Until I remembered. Until I knew what my name was—because right now I didn’t.

Yet when I made to grab my hair, something fell in front of me—something that had been in my hand. Something small and made of glass, with white liquid inside.

Vial.

It was called a vial, and I knew I’d seen it before. I just didn’t know where. I didn’t know why.

I didn’t know anything.

But my eyes remained on that small thing as the shape ahead continued to come and go, sometimes bigger, sometimes smaller, sometimes closer, and sometimes too far to make out clearly.

And the white animal that was with me moved, too.

To the sides and ahead, in circles, and then forward and back, blue eyes glazed over as it tried to see better but couldn’t. Eyes that were almost— almost familiar.

And the vial remained there.

Pulling at my hair wasn’t working—my head refused to crack open, and the noise wasn’t going anywhere. It wouldn’t stop, and it was teasing me. It was reminding me of all that I didn’t remember, all that was right there but I couldn’t reach, and I still couldn’t scream.

Then the animal sat down to my side, near or far—I couldn’t even be sure. It wasn’t looking at me at all, like I thought. It was looking at the ground. At that vial that had been in my hands.

Why had the vial been in my hands ?

My hands that shook now as I forced them to let go of my hair and reach for it. Maybe it knew what my name was. Maybe it knew what I couldn’t remember .

It didn’t.

Small and cold and full of white liquid, the vial had no answer for me. The figure continued to blink in and out of existence ahead, somehow staying underneath those two lights that were still hovering in the air, as if it knew. As if it had a mind to think with—a clear mind, not like mine.

But the vial.

It had a lid—I popped it open with my thumb.

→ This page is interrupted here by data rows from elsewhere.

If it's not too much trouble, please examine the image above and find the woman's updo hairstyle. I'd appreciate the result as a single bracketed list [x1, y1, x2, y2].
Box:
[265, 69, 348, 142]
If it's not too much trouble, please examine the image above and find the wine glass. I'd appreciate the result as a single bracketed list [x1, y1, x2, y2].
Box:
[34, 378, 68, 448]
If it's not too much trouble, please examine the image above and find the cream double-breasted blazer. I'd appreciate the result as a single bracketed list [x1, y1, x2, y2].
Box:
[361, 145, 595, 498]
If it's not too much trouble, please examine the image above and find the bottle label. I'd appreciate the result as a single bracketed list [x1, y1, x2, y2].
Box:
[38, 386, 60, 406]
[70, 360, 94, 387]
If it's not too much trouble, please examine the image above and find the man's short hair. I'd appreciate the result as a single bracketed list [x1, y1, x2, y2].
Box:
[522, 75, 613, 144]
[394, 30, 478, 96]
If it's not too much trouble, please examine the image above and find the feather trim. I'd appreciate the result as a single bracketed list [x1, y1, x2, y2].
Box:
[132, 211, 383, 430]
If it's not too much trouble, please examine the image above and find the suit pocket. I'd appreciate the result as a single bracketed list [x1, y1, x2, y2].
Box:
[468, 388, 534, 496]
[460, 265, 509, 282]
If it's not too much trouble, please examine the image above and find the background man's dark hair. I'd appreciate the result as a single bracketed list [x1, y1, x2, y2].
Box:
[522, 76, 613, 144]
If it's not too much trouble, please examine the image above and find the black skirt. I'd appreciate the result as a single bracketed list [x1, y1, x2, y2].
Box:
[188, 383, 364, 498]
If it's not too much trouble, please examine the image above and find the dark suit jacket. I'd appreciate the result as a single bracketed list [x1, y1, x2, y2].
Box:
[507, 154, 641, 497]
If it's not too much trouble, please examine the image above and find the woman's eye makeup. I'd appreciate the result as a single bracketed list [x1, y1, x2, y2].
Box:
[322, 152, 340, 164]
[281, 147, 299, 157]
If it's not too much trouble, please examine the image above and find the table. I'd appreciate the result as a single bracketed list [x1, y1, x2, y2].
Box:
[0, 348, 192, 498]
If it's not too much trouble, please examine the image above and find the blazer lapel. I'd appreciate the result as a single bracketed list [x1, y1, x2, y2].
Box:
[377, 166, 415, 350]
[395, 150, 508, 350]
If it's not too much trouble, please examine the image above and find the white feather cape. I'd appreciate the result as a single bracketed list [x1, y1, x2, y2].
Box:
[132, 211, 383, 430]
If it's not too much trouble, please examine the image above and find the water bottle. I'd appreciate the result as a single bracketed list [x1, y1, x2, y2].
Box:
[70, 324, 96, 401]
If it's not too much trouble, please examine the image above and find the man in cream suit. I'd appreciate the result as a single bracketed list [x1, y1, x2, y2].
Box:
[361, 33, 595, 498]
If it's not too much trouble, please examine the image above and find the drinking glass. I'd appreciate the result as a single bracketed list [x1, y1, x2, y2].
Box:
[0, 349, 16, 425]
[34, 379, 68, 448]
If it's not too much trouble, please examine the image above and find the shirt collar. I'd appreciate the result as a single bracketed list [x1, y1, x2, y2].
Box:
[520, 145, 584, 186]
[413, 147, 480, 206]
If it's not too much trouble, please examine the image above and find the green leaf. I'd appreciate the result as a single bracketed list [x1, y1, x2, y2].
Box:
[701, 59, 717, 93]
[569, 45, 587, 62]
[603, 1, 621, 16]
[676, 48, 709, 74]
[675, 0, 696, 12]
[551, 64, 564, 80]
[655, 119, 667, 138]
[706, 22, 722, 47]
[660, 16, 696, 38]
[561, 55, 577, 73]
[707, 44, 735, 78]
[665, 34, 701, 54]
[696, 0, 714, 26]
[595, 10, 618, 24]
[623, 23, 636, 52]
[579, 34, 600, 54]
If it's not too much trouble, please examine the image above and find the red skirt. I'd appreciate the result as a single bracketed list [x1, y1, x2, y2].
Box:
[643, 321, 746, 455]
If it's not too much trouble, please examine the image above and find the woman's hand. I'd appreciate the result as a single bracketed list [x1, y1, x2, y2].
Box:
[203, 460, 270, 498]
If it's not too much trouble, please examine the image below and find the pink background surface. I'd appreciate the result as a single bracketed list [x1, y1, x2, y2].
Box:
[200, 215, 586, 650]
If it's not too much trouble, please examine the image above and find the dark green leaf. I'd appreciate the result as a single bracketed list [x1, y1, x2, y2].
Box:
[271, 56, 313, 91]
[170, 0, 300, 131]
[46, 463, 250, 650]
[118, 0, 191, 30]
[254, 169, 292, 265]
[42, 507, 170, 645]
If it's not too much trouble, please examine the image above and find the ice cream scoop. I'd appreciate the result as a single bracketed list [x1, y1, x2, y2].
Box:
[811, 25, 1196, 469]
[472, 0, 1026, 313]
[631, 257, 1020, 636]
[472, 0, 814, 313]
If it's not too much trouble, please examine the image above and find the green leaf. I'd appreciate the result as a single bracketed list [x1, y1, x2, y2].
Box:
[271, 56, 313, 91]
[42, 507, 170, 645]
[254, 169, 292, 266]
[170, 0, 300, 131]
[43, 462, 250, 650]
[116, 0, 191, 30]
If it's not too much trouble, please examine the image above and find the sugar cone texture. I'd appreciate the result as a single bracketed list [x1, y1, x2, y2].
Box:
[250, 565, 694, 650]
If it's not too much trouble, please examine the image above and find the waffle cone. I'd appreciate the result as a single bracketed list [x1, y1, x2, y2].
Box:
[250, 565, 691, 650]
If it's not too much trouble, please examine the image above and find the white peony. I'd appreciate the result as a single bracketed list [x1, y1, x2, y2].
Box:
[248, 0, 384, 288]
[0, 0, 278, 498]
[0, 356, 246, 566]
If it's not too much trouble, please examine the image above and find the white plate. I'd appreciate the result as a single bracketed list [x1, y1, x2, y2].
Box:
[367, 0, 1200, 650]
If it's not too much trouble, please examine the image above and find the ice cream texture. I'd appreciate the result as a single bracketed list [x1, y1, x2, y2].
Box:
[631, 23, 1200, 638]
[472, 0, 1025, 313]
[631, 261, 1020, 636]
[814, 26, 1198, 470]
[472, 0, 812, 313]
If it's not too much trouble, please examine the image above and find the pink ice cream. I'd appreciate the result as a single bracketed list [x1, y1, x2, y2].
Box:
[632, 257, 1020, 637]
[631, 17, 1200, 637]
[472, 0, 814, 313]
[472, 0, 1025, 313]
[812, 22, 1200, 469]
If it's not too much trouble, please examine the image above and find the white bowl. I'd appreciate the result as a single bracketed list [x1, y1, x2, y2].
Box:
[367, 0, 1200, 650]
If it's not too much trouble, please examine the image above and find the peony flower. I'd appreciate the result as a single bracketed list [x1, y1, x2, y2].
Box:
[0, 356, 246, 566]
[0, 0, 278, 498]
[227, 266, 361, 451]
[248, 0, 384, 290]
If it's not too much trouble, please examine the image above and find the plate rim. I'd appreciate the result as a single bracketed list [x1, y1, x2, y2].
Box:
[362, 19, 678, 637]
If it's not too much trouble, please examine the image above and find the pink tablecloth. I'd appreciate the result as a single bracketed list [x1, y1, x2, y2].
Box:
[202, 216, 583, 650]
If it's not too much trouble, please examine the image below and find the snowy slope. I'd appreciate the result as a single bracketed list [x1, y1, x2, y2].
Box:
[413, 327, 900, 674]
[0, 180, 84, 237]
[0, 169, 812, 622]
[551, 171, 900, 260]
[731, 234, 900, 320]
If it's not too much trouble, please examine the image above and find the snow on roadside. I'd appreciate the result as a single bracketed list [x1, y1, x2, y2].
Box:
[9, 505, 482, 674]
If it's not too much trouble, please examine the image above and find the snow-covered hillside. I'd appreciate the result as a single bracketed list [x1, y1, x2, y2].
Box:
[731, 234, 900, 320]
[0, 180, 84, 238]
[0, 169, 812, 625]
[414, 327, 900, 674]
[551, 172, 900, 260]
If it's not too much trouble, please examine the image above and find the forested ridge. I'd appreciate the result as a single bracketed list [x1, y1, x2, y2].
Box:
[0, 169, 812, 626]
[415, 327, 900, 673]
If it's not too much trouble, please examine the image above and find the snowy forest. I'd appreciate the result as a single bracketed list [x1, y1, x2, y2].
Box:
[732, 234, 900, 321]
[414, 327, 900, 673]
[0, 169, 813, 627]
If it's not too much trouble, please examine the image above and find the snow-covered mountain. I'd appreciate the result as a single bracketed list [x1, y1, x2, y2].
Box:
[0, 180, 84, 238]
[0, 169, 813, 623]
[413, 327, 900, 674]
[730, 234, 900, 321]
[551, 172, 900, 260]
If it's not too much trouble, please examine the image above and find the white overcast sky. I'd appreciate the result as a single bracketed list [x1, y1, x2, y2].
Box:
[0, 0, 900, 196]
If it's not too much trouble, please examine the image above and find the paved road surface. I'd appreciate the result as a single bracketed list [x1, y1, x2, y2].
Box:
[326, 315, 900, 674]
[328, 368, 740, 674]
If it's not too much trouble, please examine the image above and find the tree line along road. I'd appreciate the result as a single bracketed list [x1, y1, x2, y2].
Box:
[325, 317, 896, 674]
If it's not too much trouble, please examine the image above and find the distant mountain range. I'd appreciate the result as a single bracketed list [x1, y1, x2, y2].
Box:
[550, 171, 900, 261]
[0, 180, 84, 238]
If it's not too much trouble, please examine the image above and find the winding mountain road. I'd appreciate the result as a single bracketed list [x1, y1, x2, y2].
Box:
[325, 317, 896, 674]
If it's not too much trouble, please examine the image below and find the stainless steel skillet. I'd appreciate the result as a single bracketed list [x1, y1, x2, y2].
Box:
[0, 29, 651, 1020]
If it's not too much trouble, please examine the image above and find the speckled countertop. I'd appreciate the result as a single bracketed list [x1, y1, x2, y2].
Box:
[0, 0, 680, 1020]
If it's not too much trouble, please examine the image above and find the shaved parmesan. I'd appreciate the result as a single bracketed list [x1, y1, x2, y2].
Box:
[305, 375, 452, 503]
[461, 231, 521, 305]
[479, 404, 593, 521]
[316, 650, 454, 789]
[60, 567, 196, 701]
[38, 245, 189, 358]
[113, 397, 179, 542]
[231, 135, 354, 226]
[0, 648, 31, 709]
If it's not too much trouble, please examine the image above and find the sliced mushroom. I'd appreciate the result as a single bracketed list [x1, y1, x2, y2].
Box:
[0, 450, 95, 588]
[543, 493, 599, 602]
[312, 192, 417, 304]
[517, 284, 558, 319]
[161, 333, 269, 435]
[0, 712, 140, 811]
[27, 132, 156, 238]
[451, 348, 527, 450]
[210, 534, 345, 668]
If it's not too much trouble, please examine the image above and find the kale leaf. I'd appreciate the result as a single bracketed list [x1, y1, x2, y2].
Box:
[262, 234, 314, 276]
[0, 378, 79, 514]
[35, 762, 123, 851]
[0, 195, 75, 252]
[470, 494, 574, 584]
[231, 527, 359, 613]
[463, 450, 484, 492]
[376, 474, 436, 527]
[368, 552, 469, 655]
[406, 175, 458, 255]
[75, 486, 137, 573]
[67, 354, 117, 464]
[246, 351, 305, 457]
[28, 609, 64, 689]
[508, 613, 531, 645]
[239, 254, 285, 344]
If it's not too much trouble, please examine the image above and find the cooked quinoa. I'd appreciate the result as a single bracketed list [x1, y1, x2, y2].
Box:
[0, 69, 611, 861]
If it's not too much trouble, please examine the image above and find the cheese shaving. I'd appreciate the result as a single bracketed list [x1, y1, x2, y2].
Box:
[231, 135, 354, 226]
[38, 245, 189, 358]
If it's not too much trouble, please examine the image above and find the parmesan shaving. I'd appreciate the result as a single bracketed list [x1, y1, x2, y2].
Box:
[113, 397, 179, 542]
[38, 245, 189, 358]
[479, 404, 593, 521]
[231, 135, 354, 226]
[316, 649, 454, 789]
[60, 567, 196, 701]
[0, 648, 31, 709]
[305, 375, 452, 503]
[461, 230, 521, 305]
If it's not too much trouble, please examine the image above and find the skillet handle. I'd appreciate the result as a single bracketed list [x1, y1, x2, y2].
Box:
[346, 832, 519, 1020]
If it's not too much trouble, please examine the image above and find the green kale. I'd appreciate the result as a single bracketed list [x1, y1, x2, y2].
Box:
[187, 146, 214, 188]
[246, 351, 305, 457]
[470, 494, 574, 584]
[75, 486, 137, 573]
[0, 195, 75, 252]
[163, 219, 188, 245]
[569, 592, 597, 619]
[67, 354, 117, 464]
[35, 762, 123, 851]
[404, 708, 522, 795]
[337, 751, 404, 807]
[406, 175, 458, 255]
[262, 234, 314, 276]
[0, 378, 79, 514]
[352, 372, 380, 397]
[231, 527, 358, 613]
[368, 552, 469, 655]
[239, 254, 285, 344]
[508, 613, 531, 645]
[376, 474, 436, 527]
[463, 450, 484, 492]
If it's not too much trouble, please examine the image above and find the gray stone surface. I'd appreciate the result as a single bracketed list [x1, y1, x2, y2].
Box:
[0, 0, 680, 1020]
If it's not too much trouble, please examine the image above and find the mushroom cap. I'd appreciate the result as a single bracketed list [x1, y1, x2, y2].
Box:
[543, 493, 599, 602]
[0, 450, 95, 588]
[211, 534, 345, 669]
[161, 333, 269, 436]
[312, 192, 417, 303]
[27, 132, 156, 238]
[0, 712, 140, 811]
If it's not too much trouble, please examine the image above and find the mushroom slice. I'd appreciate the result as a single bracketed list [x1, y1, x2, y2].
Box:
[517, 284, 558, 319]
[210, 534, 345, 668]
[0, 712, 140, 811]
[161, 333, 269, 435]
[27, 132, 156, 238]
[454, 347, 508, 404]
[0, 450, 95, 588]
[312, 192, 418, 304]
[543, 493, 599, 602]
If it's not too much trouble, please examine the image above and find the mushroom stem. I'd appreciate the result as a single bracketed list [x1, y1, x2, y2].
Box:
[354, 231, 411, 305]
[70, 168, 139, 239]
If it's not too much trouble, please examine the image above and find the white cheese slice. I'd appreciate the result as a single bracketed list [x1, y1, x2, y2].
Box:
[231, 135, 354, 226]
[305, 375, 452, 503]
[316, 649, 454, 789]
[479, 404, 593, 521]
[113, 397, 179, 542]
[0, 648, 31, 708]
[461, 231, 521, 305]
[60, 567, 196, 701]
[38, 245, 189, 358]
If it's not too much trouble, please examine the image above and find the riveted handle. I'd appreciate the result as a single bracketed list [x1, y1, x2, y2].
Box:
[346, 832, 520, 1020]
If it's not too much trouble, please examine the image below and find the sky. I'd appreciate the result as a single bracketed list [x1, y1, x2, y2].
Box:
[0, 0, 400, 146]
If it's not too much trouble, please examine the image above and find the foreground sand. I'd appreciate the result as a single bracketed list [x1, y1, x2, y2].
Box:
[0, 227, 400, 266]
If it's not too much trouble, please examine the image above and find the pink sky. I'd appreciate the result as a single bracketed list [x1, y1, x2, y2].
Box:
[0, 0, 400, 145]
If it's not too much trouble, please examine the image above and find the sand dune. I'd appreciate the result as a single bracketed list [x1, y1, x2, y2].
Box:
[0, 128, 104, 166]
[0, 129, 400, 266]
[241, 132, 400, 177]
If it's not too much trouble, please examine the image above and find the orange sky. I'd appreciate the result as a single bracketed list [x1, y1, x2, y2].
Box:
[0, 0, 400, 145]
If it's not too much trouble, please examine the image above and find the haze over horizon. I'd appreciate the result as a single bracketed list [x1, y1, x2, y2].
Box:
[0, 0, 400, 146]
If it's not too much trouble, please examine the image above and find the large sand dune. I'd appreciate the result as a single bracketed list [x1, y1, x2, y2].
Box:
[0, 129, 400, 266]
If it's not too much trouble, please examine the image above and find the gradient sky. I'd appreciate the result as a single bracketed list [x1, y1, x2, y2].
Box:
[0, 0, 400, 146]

I considered drinking it because that’s what one did with liquids, didn’t they?

The glass touched my lips— cold. My eyes closed and I could have sworn the chaos in my mind came to a halt. Held its breath. Waited. And in the sudden silence, I heard a whisper, almost whole: pour this where the world forgets itself.

A memory. An actual memory that was not complete by any means, but I understood the words. Finally , I understood something !

A small scream broke out of my lips. With my heart in my throat, I raised the vial and turned it over.

The next second, everything changed.